Russian troops were reported on Friday to have deployed to a camp in Belarus barely 40km from the Ukrainian border.
The Conflict Intelligence Team, a group of independent Russian investigators, said the troops and military hardware had been spotted in Rechitsa, in the Gomel region.
Russia has amassed about 100,000 soldiers in areas near the Ukrainian border but insists it does not intend to invade. It said earlier it had sent forces to Belarus, its ally, for joint military exercises. CIT said, however, that none of the training grounds where the drills were scheduled to take place was in the Gomel region.
The “combat readiness” stage of the drills will continue until February 9, the Russian defence ministry said, with the exercises themselves taking place from February 10 to 20.
Fears of an invasion grew this month when NATO rejected Russia’s demand that it rule out eastwards expansion.
The alliance also refused to withdraw its forces from former Soviet Union states, or give a guarantee that Ukraine would never become a NATO member.
The Russian defence ministry said this week that it would deploy 12 Su-35 jet fighters and S-400 and Pantsir air defence systems to Belarus for the drills. Unconfirmed reports said that elements of a BM-27 Uragan rocket artillery launcher had also been sent.

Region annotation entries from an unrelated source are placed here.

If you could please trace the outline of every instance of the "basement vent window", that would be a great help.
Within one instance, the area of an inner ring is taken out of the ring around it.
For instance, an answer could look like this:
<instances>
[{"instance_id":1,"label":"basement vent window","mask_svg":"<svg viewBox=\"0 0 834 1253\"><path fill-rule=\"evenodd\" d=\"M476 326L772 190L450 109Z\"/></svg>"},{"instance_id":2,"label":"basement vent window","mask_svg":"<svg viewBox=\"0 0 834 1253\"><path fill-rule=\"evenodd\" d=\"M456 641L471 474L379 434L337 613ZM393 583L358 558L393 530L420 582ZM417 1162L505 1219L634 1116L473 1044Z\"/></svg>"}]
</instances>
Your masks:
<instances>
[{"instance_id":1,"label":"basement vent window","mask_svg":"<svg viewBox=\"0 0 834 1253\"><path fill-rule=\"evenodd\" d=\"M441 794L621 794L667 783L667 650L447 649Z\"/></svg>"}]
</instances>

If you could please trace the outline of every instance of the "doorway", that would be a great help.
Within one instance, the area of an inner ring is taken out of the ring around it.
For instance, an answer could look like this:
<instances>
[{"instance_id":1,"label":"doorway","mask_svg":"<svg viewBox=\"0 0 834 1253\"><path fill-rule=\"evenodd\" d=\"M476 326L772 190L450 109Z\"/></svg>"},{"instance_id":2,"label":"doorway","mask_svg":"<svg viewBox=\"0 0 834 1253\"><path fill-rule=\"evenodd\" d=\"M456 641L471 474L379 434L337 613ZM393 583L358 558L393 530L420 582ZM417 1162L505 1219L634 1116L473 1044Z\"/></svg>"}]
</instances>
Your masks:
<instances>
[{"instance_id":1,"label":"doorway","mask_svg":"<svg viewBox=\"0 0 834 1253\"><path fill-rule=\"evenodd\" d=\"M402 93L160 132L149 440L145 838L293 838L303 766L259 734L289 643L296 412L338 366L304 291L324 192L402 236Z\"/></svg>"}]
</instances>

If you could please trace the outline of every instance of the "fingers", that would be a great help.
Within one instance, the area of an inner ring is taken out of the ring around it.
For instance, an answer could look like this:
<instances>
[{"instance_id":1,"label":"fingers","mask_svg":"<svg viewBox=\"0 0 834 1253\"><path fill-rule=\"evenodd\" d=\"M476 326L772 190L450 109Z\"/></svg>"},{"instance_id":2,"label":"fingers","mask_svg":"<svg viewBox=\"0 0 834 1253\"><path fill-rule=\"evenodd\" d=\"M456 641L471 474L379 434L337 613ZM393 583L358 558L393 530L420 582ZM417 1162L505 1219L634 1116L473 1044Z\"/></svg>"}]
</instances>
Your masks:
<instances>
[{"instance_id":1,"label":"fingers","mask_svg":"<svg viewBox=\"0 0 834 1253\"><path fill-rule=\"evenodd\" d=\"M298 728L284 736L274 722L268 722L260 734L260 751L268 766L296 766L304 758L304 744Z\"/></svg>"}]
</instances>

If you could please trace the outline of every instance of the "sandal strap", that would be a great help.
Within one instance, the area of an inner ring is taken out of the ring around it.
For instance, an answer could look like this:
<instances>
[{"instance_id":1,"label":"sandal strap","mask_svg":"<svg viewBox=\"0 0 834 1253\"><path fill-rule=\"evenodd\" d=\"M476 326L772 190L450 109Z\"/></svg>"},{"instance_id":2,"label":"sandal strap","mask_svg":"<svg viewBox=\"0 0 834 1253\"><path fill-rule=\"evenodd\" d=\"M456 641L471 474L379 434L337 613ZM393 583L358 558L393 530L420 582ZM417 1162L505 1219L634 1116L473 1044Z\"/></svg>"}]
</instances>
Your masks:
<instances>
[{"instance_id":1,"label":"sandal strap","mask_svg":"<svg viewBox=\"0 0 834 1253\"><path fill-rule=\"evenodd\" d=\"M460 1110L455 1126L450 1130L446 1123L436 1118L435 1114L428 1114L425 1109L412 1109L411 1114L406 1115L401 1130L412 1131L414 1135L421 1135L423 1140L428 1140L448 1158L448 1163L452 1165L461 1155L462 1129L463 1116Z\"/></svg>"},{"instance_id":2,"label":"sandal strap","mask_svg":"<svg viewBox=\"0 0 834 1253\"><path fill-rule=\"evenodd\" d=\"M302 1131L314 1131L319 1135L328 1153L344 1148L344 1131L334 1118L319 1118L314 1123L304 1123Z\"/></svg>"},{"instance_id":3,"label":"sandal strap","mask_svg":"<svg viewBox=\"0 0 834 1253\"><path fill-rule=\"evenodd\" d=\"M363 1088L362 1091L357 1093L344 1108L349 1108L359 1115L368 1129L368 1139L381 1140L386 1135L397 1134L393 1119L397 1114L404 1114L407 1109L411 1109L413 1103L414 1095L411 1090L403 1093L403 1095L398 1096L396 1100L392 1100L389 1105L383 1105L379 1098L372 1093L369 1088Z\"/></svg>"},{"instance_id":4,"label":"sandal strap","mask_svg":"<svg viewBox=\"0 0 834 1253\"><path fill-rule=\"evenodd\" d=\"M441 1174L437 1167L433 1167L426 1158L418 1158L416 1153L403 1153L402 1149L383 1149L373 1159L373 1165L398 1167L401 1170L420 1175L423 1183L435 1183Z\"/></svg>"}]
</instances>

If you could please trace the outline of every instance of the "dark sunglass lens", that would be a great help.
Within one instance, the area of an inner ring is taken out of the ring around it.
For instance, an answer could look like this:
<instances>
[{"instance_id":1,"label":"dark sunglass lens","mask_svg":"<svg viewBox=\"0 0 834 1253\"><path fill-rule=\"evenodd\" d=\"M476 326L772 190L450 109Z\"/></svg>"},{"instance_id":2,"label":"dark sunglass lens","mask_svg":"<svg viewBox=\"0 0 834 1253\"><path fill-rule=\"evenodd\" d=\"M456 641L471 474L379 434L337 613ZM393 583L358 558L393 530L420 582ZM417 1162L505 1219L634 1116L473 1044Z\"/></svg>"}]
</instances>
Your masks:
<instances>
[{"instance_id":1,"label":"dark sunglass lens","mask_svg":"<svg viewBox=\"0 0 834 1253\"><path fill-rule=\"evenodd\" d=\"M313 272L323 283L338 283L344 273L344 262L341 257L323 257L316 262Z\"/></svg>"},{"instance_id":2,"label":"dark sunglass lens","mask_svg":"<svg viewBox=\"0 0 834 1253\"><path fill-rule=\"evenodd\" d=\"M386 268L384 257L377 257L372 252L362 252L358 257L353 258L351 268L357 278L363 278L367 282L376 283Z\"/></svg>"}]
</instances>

Upping the ante, Russia announced new naval drills that will see it deploy to the Atlantic, Pacific, Arctic and Mediterranean “more than 140 warships and support vessels, more than 60 aircraft, 1000 pieces of military equipment, and about 10,000 servicemen”.
US Secretary of State Antony Blinken, who is due to meet Sergei Lavrov, the Russian foreign minister, in Geneva on Friday night, urged Russian President Vladimir Putin to stay on a “diplomatic and peaceful path”.
His words will be given weight by the arrival of USS Georgia, a guided-missile submarine, in the eastern Mediterranean.
Formerly a nuclear deterrent ballistic-missile boat, it has been adapted to carry more than 150 Tomahawk cruise missiles. It also has space onboard for US Navy SEALS.
The US Navy has not specified where exactly the submarine is stationed, but the Lieutenant General Evangelos Florakis base in Mari, not far from Limassol, Cyprus, seems likely.
Tomahawk missiles have a range of more than 1600km, easily enough to reach several potential military targets in Russia or eastern Ukraine.
The USS Harry S Truman aircraft carrier battle group is also being kept in the eastern Mediterranean to reassure NATO allies in the region.
The stand-off comes eight years after Russia annexed Crimea from Ukraine, going on to provide military support for a pro-Moscow separatist movement in the Donbas region of eastern Ukraine.
More than 14,000 people have been killed in fighting in the coalmining region since 2014.